BAHASA WARIA
PERWAJO JOMBANG
Banyak sekali sisi- sisi menarik dari bahasa yang dipakai berkomunikasi sehari - hari untuk diteliti. Sebagai sarana komunikasi bahasa dapat menyebarkan berbagai macam informasi. Bahasa dapat menghubungkan antarpemakainya tanpa batasan ruang dan waktu. Berbagai macam suasana; sedih, gembira, marah, santai ataupun serius dapat dideskripsikan melalui bahasa. Dari berbagai macam bentuk pemakaiannya, bahasa bahkan mampu mengungkapkan jati diri seseorang seperti; jenis kelamin, usia, pendidikan, pekerjaan, sosial budaya, hingga karakteristik penutur dan sebagainya.
Di dalam masyarakat ada komunikasi atau saling hubung antaranggota. Untuk itu diperlukan suatu wahana yang dinamakan bahasa. Dengan demikian dapat dipastikan bahwa setiap masyarakat pasti mempunyai alat komunikasi sosial tersebut. Tidak ada masyarakat tanpa bahasa dan tidak ada bahasa tanpa masyarakat (Suparno, 2002). Dalam penggunaannya bahasa mempunyai fungsi – fungsi. Fungsi umum bahasa adalah sebagai alat komunikasi sosial. Para ahli mempunyai pendapat yang berbeda- beda. Sehubungan dengan fungsi bahasa, sekurang - kurangnya terdapat delapan kelompok pendapat. Dari delapan kelompok tersebut dapat dinyatakan bahwa bahasa memiliki satu fungsi, dua fungsi, tiga fungsi, empat fungsi, lima fungsi, enam fungsi, tujuh fungsi, dan sepuluh fungsi.
Akibat dari keragaman fungsi bahasa dan keragaman sosial penutur bahasa serta untuk memenuhi fungsinya sebagai alat interaksi dalam kegiatan mayarakat yang beraneka ragam maka muncullah variasi bahasa. Variasi bahasa adalah keanekaragaman bahasa yang disebabkan oleh faktor – faktor tertentu (Suparno, 2002). Jenis variasi bahasa dapat dibedakan menurut penutur dan pemakaiannya. Variasi bahasa akan terus berkembang dan bermunculan seiring berkembangnya budaya masyarakat. Salah satu contohnya adalah bahasa slang. Yang dimaksud dengan slang adalah variasi sosial yang bersifat khusus dan rahasia. Variasi ini digunakan oleh kalangan tertentu yang sangat terbatas dan tidak diketahui oleh kalangan di luar kelompok itu (Chaer, 1995). Kaum waria adalah salah satu contoh pengguna bahasa slang.

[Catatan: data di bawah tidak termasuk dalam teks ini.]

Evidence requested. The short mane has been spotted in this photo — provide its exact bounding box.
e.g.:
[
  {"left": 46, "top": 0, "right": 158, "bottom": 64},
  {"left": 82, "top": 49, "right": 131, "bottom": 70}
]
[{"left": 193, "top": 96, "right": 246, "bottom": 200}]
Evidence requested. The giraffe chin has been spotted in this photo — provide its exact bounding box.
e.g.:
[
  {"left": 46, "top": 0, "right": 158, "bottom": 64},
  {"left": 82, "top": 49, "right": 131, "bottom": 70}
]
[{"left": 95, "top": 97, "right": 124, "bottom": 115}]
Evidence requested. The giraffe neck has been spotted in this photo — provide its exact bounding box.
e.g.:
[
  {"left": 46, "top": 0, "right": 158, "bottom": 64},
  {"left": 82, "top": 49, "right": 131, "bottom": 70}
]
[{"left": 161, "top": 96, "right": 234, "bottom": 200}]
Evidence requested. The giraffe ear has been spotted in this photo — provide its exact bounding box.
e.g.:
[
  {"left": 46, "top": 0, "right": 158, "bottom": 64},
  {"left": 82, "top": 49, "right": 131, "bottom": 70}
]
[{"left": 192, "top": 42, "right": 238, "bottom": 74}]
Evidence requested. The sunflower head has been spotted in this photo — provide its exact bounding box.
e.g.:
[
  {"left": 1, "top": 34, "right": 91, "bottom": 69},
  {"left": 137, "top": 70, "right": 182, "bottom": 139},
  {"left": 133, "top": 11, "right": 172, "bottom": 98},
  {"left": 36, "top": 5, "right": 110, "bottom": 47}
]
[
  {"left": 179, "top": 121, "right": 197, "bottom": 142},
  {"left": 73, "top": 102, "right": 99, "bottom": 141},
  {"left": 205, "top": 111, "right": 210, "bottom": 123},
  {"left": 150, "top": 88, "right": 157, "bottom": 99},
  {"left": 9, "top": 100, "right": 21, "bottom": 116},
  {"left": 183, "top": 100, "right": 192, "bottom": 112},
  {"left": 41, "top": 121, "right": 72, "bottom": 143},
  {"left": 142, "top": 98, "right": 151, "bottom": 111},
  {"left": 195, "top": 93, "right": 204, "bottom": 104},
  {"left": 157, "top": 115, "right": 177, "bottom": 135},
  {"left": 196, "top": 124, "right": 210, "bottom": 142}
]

Waria adalah manusia yang terlahir secara fisik sebagai laki – laki, namun secara psikis sebagai perempuan. Mereka mempunyai ketertarikan kepada sesama jenis yaitu laki – laki (homosexual). Bahkan ada juga yang mengatakan bahwa mereka adalah wanita yang terjebak di tubuh laki – laki. Karena itu mereka dinamakan waria yang berasal dari akronim wanita + pria. Dalam berpenampilan mereka tampak aneh bila dibandingkan dengan manusia lain pada umumnya. Waria sering berpenampilan layaknya perempuan bahkan terkadang lebih mencolok dari perempuan, berbusana wanita, berdandan secara berlebihan, dan suka memamerkan bagian tubuh tertentu. Banyak orang yang tidak suka dengan fenomena seperti ini. Waria sering diejek, dicemooh, dikucilkan atau dijauhi, dan mendapatkan perlakuan diskriminatif yang lain dari masyarakat sekitarnya. Sehingga banyak dari mereka yang lari meninggalkan rumah dan kampung halamannya untuk membentuk komunitas sendiri sesama waria. Karena latarbelakang itu, mereka memiliki bahasa komunitas sendiri (slang) yang hanya dipahami oleh kaum waria agar percakapan mereka tidak dimengerti oleh orang lain di luar komunitasnya.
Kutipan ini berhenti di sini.